If someone manages to steal hardware, there nothing would stop such person
from simply starting the system. And since system will rather start up
automatically, the disk(s) would be decrypted. Correct me if I'm wrong.

When you have to worry about unauthorized persons having physical access
to your hardware, you're solving the wrong problem.
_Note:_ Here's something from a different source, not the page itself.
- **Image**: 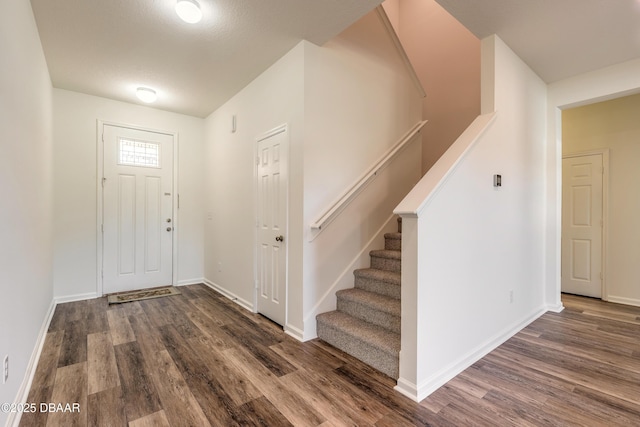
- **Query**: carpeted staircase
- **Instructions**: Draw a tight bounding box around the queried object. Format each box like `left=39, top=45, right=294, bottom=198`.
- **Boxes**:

Encryption would add
only false security because the person could also pop some sniffer
device onto your NIC connection that reads wire traffic...

But it would be a great option for maintaining a mail system for any
corporation - usually management-level users are paranoid about someone
reading their emails... The only problem is, that in such situation
passwords should not be stored in plaintext...

The "de/encryption in deliver" concept is interesting, but imho not much
use in real life. hard disk encryptoin would be much easier though (i.e.
off-the-shelve). But I think these tin foil hat ideas get a little
off-topic:)

As I say - hard disk encryption does not solve problem when someone steals
the hardware, does not help when your clients are paranoid :)

Best regards,
--
Jacek Osiecki jos...@ceti.pl GG:3828944
I don't want something I need. I want something I want.